Toques de queda de 6 pm a 6 am, atropellos, disparos, tácticas dictatoriales, son parte de nuestra realidad hoy en día en Chile. El Instituto Nacional de Derechos Humanos reporta 1.692 personas detenidas, 226 heridas (y entre ellas 123 por arma de fuego) y 5 personas muertas. Probablemente cuando lea esto esas cifras habrán aumentado considerablemente.
Lo que olvidan es que no es 1973. Hoy estamos más indignadxs que nunca. Por nosotrxs y por lo que este pueblo ha tenido que tolerar hace 46 años.

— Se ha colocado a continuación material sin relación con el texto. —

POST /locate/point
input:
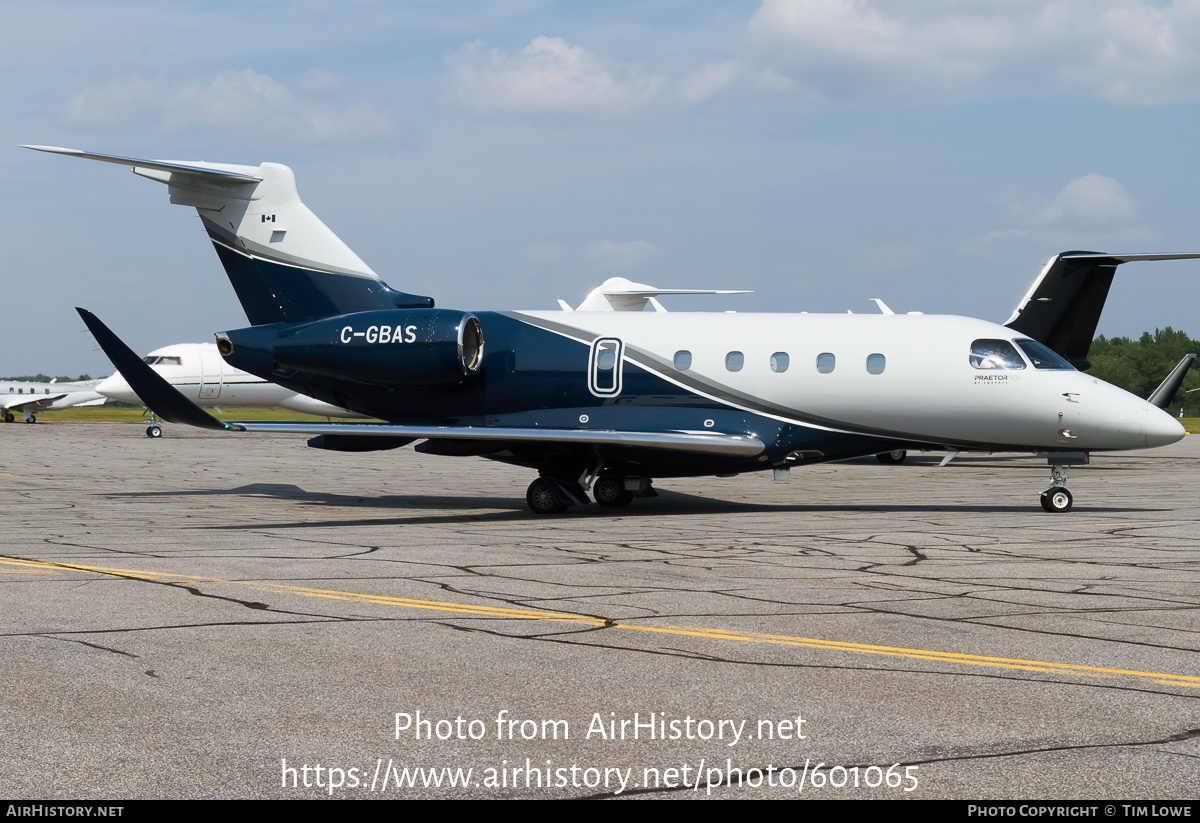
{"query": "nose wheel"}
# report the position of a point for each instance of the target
(1056, 500)
(1055, 497)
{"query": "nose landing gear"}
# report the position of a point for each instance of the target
(1055, 497)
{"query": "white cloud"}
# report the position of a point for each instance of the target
(708, 82)
(1089, 211)
(621, 254)
(1090, 200)
(233, 100)
(547, 253)
(547, 74)
(1135, 52)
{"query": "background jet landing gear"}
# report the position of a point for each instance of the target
(154, 430)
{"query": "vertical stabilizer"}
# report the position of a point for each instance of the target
(285, 264)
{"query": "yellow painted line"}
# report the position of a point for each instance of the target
(23, 476)
(732, 635)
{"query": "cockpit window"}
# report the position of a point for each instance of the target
(1042, 356)
(993, 354)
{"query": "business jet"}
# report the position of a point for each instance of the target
(201, 374)
(31, 398)
(605, 400)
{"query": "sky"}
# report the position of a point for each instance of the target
(934, 154)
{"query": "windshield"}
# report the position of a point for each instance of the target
(1041, 356)
(990, 354)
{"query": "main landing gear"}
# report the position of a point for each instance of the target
(551, 496)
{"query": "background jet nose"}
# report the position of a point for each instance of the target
(117, 388)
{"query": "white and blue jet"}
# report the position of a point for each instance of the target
(606, 397)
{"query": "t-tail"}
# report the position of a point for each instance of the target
(285, 264)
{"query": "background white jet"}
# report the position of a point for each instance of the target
(30, 398)
(199, 372)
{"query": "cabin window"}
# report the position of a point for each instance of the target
(995, 354)
(1042, 356)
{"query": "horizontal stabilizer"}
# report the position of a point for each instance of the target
(1063, 306)
(1165, 392)
(221, 172)
(160, 396)
(618, 294)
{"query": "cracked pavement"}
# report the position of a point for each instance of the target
(183, 614)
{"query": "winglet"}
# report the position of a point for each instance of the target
(1163, 395)
(160, 396)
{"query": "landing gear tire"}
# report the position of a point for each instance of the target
(1056, 500)
(544, 498)
(611, 492)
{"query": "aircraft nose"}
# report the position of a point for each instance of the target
(1162, 428)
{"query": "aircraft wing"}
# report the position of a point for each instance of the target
(732, 445)
(168, 403)
(22, 401)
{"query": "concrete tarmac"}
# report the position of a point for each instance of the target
(237, 616)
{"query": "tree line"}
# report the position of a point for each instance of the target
(1139, 365)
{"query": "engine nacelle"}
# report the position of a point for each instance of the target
(402, 347)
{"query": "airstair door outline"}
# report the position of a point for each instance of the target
(606, 367)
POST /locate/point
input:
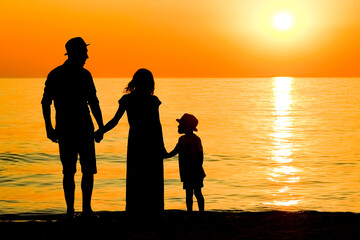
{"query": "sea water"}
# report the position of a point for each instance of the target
(269, 144)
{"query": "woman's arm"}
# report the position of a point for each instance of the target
(111, 124)
(115, 120)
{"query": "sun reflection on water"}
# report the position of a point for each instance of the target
(282, 174)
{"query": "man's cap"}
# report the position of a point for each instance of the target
(75, 44)
(189, 120)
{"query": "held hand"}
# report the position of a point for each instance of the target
(51, 134)
(98, 136)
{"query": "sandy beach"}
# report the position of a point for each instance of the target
(179, 225)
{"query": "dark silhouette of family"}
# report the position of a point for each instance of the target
(72, 90)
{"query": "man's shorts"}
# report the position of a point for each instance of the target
(71, 147)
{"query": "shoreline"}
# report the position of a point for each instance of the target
(177, 224)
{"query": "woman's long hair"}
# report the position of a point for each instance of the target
(142, 81)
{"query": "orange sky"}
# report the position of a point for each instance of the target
(188, 38)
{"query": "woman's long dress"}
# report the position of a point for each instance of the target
(145, 171)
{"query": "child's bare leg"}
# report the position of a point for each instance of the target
(189, 200)
(200, 199)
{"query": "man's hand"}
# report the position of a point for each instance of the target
(51, 134)
(98, 136)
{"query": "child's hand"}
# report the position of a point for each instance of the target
(98, 136)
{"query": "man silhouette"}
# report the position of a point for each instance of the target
(72, 89)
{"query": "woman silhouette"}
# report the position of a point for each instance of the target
(145, 175)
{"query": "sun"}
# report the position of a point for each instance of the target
(283, 21)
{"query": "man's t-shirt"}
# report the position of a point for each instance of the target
(72, 89)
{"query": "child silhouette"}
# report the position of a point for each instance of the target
(191, 159)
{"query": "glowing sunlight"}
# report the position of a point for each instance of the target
(283, 21)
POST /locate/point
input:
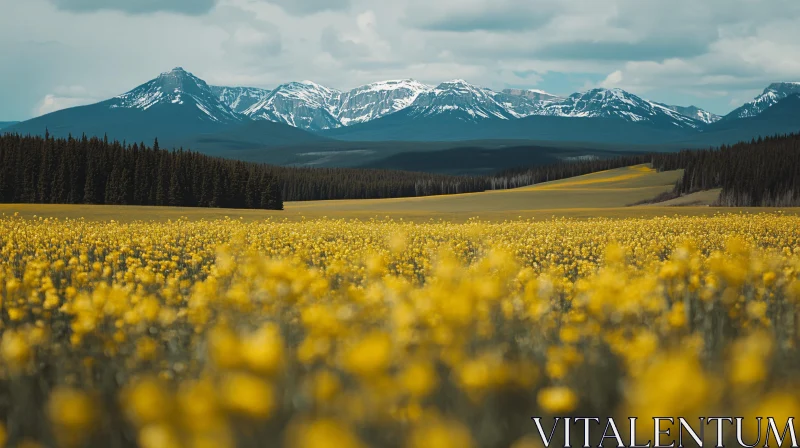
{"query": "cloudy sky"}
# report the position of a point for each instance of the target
(715, 54)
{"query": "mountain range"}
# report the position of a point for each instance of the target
(181, 109)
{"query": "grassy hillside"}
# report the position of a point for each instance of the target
(603, 194)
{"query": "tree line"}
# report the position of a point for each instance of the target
(763, 172)
(94, 171)
(36, 169)
(525, 176)
(308, 184)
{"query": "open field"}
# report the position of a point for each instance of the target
(603, 194)
(122, 330)
(323, 333)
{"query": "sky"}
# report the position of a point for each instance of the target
(715, 54)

Hoy, además, a la vez que vivimos sus vulneraciones de derechos podemos registrarlas, difundirlas y desmantelar en tiempo real sus montajes. Cuestiones que nunca imaginamos vivir, y que nos parece hasta el día de hoy una realidad paralela, mientras están detenidas todas las jornadas cotidianas y nuestras horas de trabajo las invertimos en las calles. Cuestiones que nuestros padres, madres y abuelxs vivieron durante 17 años y que hace poco, en la conmemoración de los 46 años del Golpe del 11 de septiembre de 1973, rememorábamos con la esperanza del “para que nunca más en Chile/la sangre hermana sea derramada/y no se deje florecer la libertad”.
Desde este momento y este lugar, hago un llamado a observar críticamente lo que estamos viviendo, cruzando el charco y la cordillera. He vivido 4 años de mi vida en Uruguay. Probablemente serán más. Recuerdo que en mi primera marcha del silencio, estaba en estado de alerta, mirando atenta por dónde podían venir los milicos y para dónde se podía correr. Nunca sucedió. No sólo en esa oportunidad, sino en todas las que salimos a la calle a militar un derecho, a construir sueños. Esperamos que esto se mantenga así, pues –muy lejos de lo que enuncia Piñera en sus discursos- el paisito [Uruguay] está siendo el verdadero oasis democrático de América Latina.
Desde un Chile militarizado: No a la Reforma en Uruguay [1]. El miedo no es la forma.